つまり、自らの考え方に合う政党・候補者の出現を含め、
自らの一票に「手ごたえ」を感じる有権者が増えれば、それだけ投票率が高まることが分かります。期日前投票や投票所の増加など、投票しやすい工夫をすれば、投票日当日に仕事や大切な用事がある有権者も、投票しやすくなるので、さらに投票率は高まるでしょう。
政治学研究者としては、棄権する有権者に対して「あなたの一票でくらしはもっと良くなる」と声を大にしていいたいところですが、正直に告白すると、ちゅうちょしてしまいます。あなたの一票でくらしはもっと良くなる(かもしれない)と言うのが精一杯です。
なぜならば、
民意の率直な反映を阻む仕掛けが、政治システムに組み込まれているからです。それらは、選挙制度のように見えやすいものから、国会や政党の仕組みのように気づかれにくいものまで、数多くあります。
つまり、
政治は、民意を「デフォルメ」したものです。民意の特徴を誇張したり、簡略化したりしています。もちろん、デフォルメといっても、バリエーションは様々です。『週刊朝日』の人気連載「山藤章二の似顔絵塾」に掲載されている著名人の似顔絵を思い浮かべるといいでしょう。デフォルメした似顔絵といっても、肖像画のように本人に忠実な絵から、かけ離れているけど特徴を捉えている絵まであります。
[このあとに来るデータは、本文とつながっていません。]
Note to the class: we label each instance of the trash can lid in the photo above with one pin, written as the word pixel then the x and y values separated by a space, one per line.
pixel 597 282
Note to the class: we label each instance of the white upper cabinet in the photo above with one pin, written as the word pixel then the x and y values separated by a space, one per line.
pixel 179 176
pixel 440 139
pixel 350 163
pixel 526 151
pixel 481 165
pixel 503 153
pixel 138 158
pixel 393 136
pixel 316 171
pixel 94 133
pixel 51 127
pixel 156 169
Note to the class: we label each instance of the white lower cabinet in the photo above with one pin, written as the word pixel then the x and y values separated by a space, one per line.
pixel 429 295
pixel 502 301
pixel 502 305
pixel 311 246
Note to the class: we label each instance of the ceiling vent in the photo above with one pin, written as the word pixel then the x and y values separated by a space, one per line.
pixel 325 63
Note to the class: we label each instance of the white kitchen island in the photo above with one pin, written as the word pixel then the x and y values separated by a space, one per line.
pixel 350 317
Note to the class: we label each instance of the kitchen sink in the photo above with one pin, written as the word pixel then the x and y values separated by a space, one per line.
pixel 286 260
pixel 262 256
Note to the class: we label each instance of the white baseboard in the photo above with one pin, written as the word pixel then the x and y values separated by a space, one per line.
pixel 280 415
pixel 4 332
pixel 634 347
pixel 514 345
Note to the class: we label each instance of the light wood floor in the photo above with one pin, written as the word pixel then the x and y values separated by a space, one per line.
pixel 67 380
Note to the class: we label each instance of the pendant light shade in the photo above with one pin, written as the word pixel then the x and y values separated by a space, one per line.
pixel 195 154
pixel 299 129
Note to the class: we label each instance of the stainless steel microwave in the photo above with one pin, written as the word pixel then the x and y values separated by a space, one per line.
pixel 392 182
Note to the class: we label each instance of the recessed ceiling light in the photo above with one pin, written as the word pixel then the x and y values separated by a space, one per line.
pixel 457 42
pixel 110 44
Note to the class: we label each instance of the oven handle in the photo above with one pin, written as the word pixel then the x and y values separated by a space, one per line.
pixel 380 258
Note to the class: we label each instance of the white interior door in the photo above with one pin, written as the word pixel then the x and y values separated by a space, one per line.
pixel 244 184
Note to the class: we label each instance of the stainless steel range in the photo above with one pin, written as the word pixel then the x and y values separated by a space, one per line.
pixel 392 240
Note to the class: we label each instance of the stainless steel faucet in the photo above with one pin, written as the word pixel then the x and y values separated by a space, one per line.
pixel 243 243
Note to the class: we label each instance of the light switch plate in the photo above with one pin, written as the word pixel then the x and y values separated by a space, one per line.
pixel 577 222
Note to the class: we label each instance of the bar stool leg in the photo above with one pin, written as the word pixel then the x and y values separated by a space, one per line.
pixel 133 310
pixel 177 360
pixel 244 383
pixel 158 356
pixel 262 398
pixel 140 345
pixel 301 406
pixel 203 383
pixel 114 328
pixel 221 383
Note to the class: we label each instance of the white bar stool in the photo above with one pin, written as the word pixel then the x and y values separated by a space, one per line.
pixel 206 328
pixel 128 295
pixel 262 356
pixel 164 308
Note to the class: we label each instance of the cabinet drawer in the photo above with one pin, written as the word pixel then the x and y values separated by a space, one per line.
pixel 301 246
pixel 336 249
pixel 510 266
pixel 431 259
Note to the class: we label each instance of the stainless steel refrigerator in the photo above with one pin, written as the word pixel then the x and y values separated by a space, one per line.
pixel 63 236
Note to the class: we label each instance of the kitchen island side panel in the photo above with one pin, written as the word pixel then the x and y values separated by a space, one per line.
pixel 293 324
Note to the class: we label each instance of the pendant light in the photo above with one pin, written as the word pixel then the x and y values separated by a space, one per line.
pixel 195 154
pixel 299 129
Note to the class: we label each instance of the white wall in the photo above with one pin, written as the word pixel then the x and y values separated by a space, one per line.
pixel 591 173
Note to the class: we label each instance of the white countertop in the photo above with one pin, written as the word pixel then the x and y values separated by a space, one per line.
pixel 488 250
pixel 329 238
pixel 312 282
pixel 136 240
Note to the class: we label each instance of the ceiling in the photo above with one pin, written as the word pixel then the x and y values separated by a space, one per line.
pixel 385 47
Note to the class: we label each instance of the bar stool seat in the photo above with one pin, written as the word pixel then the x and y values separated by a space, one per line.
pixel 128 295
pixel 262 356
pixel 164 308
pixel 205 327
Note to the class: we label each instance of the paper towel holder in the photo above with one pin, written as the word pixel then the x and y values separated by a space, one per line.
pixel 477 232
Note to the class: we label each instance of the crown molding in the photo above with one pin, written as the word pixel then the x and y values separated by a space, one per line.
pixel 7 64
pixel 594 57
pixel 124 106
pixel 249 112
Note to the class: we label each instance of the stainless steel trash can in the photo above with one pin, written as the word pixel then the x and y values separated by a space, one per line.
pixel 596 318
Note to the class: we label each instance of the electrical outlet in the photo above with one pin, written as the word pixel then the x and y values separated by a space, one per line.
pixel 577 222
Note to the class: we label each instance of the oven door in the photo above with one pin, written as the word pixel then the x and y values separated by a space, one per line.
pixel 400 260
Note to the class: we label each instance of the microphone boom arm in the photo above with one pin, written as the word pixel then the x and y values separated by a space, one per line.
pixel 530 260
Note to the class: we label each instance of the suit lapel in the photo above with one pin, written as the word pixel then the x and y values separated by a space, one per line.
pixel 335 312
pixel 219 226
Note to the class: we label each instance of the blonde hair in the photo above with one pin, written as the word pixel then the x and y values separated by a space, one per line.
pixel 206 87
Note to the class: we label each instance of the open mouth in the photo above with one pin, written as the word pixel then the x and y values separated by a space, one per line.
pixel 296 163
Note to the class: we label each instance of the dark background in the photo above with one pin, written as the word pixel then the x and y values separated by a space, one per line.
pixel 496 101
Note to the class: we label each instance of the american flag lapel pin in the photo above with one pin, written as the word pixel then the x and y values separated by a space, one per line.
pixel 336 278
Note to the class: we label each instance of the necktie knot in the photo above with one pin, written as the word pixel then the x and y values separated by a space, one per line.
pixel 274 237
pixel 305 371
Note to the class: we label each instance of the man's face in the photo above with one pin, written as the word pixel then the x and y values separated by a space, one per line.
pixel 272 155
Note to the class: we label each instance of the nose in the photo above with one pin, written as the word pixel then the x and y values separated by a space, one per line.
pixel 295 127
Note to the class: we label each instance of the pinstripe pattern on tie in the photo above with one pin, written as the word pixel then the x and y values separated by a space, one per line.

そこで、国会に限定してですが、民意がどのように反映されていくのか、何が民意をデフォルメする壁(フィルターといってもいいでしょう)になっているのか、主な制度について解説します。原則となる考え方から、制度を一つ一つひも解き、選択肢を提示します。
ちなみに、国会に限定したのは、論点を拡散させないようにするためです。本来は、国の政治制度と自治体の政治制度は、相互に関係しているのですが、論点が複雑になるため、今回は触れません。その点は、機会を改めて解説したいと考えています。